I love a happy ending.


----------



## MonsterMalak (Apr 15, 2011)

So glad for your happy ending.

Have to say that I have lost some dogs to neighbors that are preconditioned to shoot anything on their property. 

Oncr had a man that shot two fine dogs that happened to get out of their pasture (where they protected free range fowl). The man said they were after his chickens. Doubtfull since they LIVED with them 24/7.

But it is the ignorance and fear. Is always a good idea to introduce your dogs to youe neighbors, and at least let them know you are responsible. Then they may be less likely to Shoot at First Sight.

Good Luck


----------



## Lannie (Jan 11, 2004)

I'm really relieved to hear that your dog was exonerated, Hiddensprings. 

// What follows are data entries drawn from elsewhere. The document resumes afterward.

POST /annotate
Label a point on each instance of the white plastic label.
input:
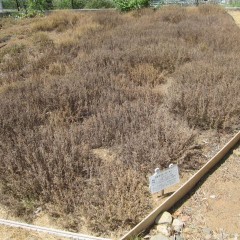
(163, 179)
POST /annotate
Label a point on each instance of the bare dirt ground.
(236, 16)
(213, 210)
(10, 233)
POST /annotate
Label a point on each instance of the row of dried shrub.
(103, 88)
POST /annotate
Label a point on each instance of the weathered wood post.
(1, 7)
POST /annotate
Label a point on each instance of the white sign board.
(163, 179)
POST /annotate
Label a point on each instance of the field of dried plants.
(91, 103)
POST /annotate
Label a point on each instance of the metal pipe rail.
(182, 191)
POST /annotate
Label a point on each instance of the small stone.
(207, 231)
(185, 218)
(178, 237)
(236, 152)
(166, 217)
(159, 236)
(147, 237)
(177, 225)
(164, 229)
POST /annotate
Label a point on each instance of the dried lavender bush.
(98, 88)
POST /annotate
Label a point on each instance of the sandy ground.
(212, 211)
(236, 16)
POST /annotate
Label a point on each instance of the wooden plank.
(182, 191)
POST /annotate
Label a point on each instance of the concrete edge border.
(52, 231)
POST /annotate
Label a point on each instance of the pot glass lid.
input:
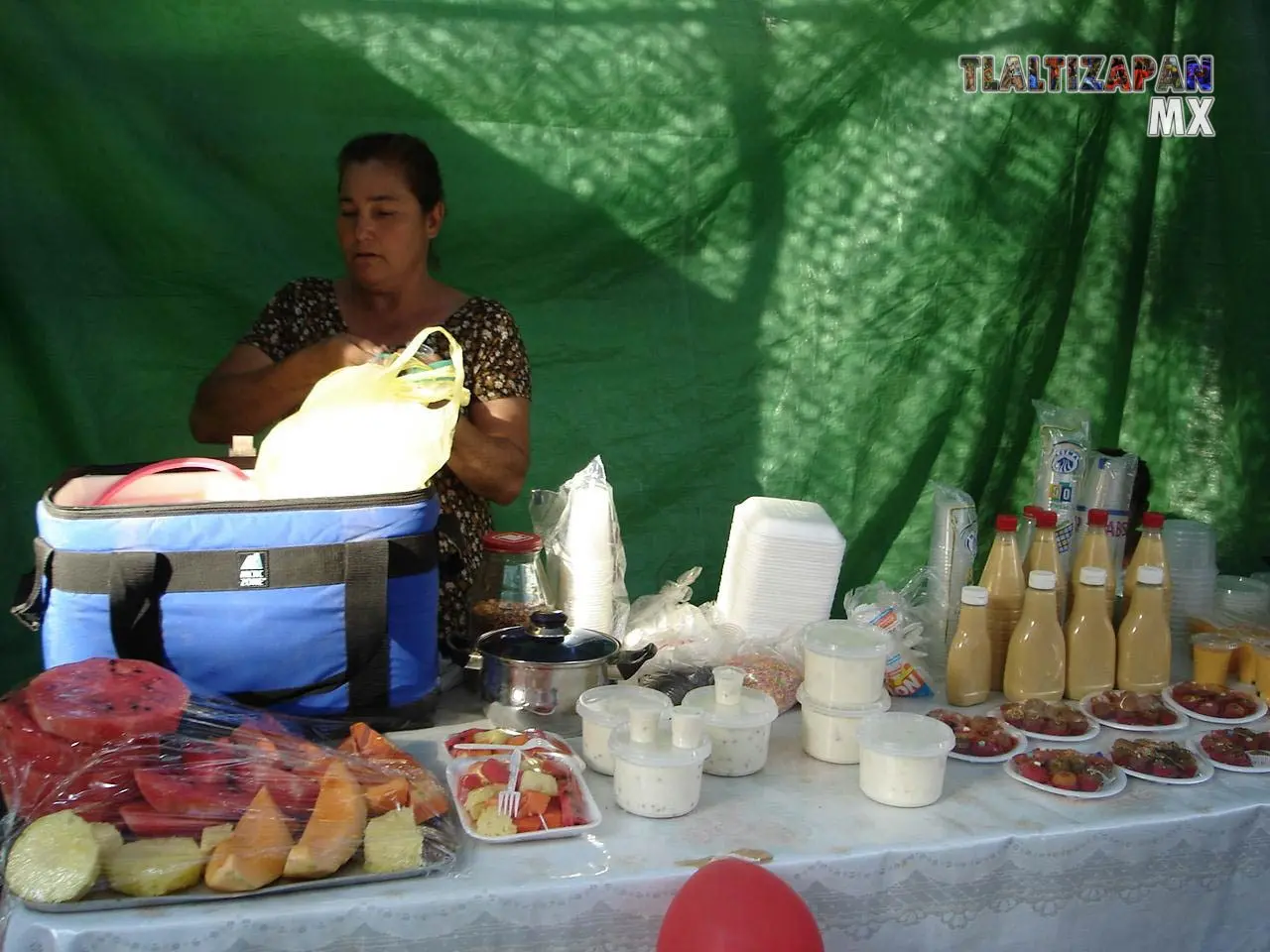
(548, 640)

We're really lucky living where we do to not have any neighbors within sight. The closest one is half a mile from us (little old lady in a little old house) and then there are ranchers spread out at mile or two mile intervals. Even so, I called all three of them (LOL!) within a 5 mile radius to tell them when we got our dogs, JUST IN CASE. I told them they were Livestock GUARDIAN Dogs, and not livestock chasers, and if they did happen to get out, and they saw them, to please not shoot them, just call me. They all laughed and told me not to worry, and since we're the only ones with "big white dogs" around here, if they did see them out, they called. I was usually out trying to collect them by that point, but at least they called.  Now that we have the fence buttoned up, the only time someone gets out is if the snow drifts over a fence during a blizzard and the dogs find it before we can get it cleared.

~Lannie


----------